Art is wherever you find it, and wherever it goes inspiration and hope are sure to follow, even amidst a pandemic. This is beautifully evident to visitors the moment they pull into the parking lot of ARC Sound Stage and Lighting and find themselves immersed in a graffiti garden of 24 street art murals, and two graffiti covered sea containers that were used by the company prior to the COVID-19 lockdown.
Driving through this parking-lot-turned-art-park provides people in Norwalk with a welcome reprieve from their daily, and unfamiliarly restrictive routines, allowing them to soak up the spiritual benefits of art without having to leave their cars. The colourful creations also undoubtably inspire the big-name New York City house and EDM DJs who come to Connecticut three times a week to perform livestream shows as part of ARC Live. For Gene Morrell, the owner of ARC Sound Stage and Lighting, the graffiti exhibit and livestreams are both feeding art’s eternal role of uplifting the human spirit, especially during times of crisis.
“We are big on using art to touch the lives of people in a positive way,” he said. “This is why we are always eager to get involved in community art projects, whether it’s putting on block parties or commissioning local artists for graffiti – and it’s why we do the livestreams.”
Morrell and his team got the idea to produce their thrice-weekly live streams “about ten seconds” after the government’s lockdown order went into effect. “We couldn’t sit idly by,” he recalled. “So, we had to do something to express ourselves.”
Once this decision was made, the details for ARC Live fell neatly into place. First was the question of finding a location for the livestreams. ARC is located right next door to the historic Wall Street Theatre, which the production company installed sound and lights in as part of a recent renovation. With the theatre’s regular programming on hold because of the lockdown, its owners agreed to lease the venue to ARC for livestreamed shows.
Next was the question of talent for the livestreams. With about 90-percent of ARC’s business coming from Manhattan, the company has deep roots in the New York entertainment world. ARC lists Madison Square Garden, Disney Theatrical Group and NBC Sports as clients, while Morrell and his team members Dylan Scott and John Ospina, are LDs and TDs at the city’s Tao Group locations, such as Marquee and Lavo nightclubs to name a few. “The DJs who appear are friends,” said Morrell. “They are glad for the opportunity to do something creative.”
Safety is the primary concern in the productions of the livestreams. The performing DJs enter the theatre through a separate entrance, accessible only by them. They are limited to one guest. All equipment is sanitized before and after their performance.
“We maintain strict social distancing,” said Morrell. “I am running the lighting from the middle of the empty 1,000-person capacity theatre, while our sound and video guys are in their own separate control rooms, so we have a minimum number of people in the building for the shows’”

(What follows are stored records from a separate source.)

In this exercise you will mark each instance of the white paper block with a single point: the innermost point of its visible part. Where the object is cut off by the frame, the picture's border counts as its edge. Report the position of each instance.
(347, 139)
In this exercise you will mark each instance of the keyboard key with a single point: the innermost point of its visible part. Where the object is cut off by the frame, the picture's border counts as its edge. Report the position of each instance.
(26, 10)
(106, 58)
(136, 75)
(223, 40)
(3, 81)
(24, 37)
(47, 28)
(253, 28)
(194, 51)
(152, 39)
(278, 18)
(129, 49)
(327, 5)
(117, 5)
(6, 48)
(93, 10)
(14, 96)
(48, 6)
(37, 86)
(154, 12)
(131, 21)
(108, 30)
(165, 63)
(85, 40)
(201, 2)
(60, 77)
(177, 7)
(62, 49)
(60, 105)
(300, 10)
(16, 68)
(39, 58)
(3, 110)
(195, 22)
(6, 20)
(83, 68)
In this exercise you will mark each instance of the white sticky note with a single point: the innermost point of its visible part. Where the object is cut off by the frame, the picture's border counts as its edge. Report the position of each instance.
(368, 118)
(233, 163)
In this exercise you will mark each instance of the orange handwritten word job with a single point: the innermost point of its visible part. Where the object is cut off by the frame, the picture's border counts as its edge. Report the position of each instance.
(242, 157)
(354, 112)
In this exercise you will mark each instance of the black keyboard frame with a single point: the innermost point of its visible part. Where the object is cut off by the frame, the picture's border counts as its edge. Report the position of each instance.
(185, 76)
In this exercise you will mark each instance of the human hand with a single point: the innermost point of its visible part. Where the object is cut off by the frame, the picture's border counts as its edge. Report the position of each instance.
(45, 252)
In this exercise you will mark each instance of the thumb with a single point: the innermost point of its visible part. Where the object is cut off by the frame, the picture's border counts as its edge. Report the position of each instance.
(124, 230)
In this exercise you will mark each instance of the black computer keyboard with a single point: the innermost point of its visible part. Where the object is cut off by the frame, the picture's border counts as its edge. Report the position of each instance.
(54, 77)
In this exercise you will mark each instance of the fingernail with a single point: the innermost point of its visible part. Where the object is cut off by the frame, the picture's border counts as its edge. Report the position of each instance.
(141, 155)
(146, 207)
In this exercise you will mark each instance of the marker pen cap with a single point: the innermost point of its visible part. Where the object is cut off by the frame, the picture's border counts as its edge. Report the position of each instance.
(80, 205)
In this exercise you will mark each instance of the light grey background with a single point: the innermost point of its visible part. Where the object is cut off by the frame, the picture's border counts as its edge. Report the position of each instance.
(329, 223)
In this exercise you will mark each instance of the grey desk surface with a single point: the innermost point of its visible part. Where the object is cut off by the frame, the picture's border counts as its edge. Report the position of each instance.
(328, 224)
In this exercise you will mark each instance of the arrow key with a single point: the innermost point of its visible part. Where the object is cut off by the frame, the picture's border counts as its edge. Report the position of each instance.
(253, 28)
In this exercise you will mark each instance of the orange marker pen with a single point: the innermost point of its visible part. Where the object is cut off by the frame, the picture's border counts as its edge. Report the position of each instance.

In keeping with the artistic values at the heart of ARC, the livestream shows, which are streamed on Twitch.tv over a 10Gb fibre line, have the look and feel of a brilliant mural come to life. Their lighting is big, broad, multi-faceted, and throbbing with excitement, filling the theatre stage with colour and movement. Rather than scaling back for the livestream format, Morrell pushes the envelope for his busked 2 to 4 hour shows, which use about seven universes and feature a robust mix of fixtures that are often anchored by CHAUVET Professional Rogue RH1 Hybrid, Rogue R1 Wash fixtures and COLORado par style units.
“I get a lot of versatility out of the Rogue RH1, and their output-to-size ratio makes them well-suited for this type of application,” said Morrell. “The colour rendering of the Rogue and COLORado fixtures is also very important, since it comes off very vibrantly on camera.”
Although Morrell serves up a continuous flow of big, sweeping looks with a myriad of moving parts for the livestream shows, he does modify his programming to account for the needs of this particular format. “Since these shows are looked at on screens, often relatively small ones, I tend to confine most movements to shots that are framing the stage, so we maintain the viewers focus,” he said. “I also do very few black outs. Generally, I’m a big fan of theatrics when I’m working a club, but they can be a bit disconcerting to the viewer on a livestream.
“Since we are featuring DJs, I think we can get away with doing a lot more extravagant looks than we could if we were showcasing another type of performer,” continued Morrell. “There aren’t the same key lighting concerns with a DJ.”
As for the DJs themselves, Morrell says they work hard at meeting the challenge of playing in an empty theatre with no crowd to draw energy from. Typically, they have cell phones open on the DJ stand so they can see comments from fans following the livestreams. Looking ahead, Morrell plans to install 90-inch monitors by the stands with Zoom features to provide more interaction between DJs and fans.
“This is all about connecting artists to the community,” said Morrell. “Anything we can do to advance that goal is worth trying. We’re not going to let isolation defeat us.”